I shook my head. “I saw it, though. He was airborne. It looked painful.”

“I heard it from the sidelines. It made me ill.” Then she grinned at me and whispered, “We did it last night!”

“You
did
?” I squeaked.

“Shhh! Yes. After we took you home, he started to feel really bad. My mom was still hanging out with Tia’s dad, so Brody and I went over to my house. We thought he might start to feel better if he could lie down for a while. We decided we’d better go ahead and have sex in case he died.”

“That’s . . .” I didn’t have a word for it.

“A really great excuse to do it,” she finished for me. “He couldn’t move, so I was in control. I think that’s been my problem all along.”

“You seem happy about it,” I said. Then I laughed at the understatement. She was blushing and glowing.

“I
am
happy. He’s so great.” She looked into the mirror
again and smiled at the sleeping hulk of him. “For
not
being the perfect couple, I can’t imagine it working out any more perfectly.”

She must have suddenly remembered that Sawyer and I
were
the Perfect Couple That Never Was, in name only. She gave me a guilty look and put her eyes back on the road.

The parking lot at the stadium where the band contest was being held was littered with cars and buses. Harper cruised until she found our school buses, with our band hanging out the windows. She parked nearby.

While she was still helping Brody maneuver his damaged body out of her back seat, I popped out of the car and thought I recognized the car next to us. “Quinn and Noah are here,” I mused, peering inside to see if it was really Quinn’s. I was looking for the interchangeable components of his black leather Goth look. What I saw instead was Sawyer’s madras button-down.

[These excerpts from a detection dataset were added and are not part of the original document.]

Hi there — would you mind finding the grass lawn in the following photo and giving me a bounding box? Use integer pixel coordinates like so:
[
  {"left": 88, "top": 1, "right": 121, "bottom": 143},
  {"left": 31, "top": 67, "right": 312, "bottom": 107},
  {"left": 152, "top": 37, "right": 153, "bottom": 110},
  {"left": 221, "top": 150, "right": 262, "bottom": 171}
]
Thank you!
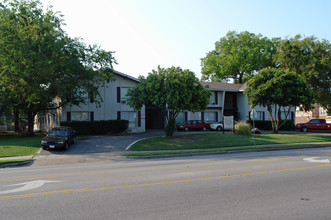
[
  {"left": 130, "top": 133, "right": 331, "bottom": 151},
  {"left": 0, "top": 135, "right": 44, "bottom": 157}
]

“Sawyer’s here.” Looking up, I recognized him before the words had escaped my mouth. In his mascot costume, he was bouncing along underneath the bus windows, high-fiving the marching band.

“Hey, pelican,” I heard Tia call, “your girlfriend’s looking for you.”

Sawyer turned and saw me.

And least, I thought he did. I still wasn’t sure which part of the bird head he saw from.

And then he was loping toward me with his wings open.